Savient pharmaceuticals
- Industry: Pharmaceuticals
- Defunct: 2013
- Headquarters: East Brunswick, New Jersey, United States
- Products: Pegloticase, oxandrolone
- Website: http://www.savientpharma.com/

= Savient Pharmaceuticals =

Biopharmaceutical company

Savient Pharmaceuticals was a New Jersey–based biopharmaceutical company. Its lead product, pegloticase, was a biologic drug for treatment resistant chronic gout, which it marketed beginning in 2011. It also marketed oxandrolone beginning in 1995.

== History ==
Savient was incorporated in 1980 as Bio-Technology General Corp and changed its name in 2003.

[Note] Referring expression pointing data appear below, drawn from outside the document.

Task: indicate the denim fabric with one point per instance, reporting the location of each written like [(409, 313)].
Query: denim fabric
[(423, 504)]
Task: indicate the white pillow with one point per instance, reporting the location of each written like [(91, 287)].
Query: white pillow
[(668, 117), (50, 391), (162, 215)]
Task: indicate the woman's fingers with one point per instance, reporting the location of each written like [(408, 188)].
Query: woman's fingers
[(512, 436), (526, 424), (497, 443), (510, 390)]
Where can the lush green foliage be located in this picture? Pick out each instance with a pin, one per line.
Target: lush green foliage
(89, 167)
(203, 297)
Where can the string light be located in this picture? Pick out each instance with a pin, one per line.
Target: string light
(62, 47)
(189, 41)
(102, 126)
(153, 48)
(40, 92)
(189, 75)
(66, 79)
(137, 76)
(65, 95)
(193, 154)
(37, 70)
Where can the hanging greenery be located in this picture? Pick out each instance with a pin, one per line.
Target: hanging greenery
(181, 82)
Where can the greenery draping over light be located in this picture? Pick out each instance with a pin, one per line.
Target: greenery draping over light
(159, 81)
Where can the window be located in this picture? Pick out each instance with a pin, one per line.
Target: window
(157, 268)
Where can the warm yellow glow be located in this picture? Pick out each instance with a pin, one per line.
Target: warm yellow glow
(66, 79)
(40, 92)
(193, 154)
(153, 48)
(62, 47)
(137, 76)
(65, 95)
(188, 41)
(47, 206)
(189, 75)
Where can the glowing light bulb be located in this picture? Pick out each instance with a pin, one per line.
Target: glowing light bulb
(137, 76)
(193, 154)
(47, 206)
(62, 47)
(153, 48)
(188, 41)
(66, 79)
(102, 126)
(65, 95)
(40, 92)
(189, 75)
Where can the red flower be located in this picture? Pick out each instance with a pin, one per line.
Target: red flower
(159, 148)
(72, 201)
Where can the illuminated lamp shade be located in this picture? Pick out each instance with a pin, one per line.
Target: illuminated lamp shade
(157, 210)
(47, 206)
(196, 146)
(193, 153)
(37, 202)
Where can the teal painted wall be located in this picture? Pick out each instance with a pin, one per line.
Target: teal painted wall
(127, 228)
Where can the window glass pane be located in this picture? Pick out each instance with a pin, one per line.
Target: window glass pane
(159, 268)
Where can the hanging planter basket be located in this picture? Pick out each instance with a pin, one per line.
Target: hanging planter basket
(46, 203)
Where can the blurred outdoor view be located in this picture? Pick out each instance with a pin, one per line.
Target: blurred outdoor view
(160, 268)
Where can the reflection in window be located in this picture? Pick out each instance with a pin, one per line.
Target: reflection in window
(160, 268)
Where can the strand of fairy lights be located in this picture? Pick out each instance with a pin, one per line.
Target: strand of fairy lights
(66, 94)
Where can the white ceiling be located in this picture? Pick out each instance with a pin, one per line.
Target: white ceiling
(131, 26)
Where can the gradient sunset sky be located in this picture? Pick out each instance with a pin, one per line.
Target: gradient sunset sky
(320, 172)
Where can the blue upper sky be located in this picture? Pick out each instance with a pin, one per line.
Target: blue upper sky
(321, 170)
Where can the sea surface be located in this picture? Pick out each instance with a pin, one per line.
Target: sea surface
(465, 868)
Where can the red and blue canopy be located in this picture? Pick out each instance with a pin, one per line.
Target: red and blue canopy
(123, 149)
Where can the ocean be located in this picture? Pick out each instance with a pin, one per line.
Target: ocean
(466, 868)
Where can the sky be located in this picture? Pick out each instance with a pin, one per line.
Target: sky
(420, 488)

Savient later focused on commercializing pegloticase in the United States and completing the development and seeking regulatory approval in the European Union. The company also sold branded and generic versions of oxandrolone, a drug used to promote weight gain following involuntary weight loss. John H. Johnson was CEO from February 2011 until February 2012, formerly employed by Imclone Systems.

Savient declared bankruptcy in 2013. The drug was selling at $5,390 per vial—around $30,000 for a three-month course of treatment—at the time Savient went under.

Savient was then bought by Crealta. In 2015, Crealta was able to sell the asset to Horizon Pharma for $510 million that year.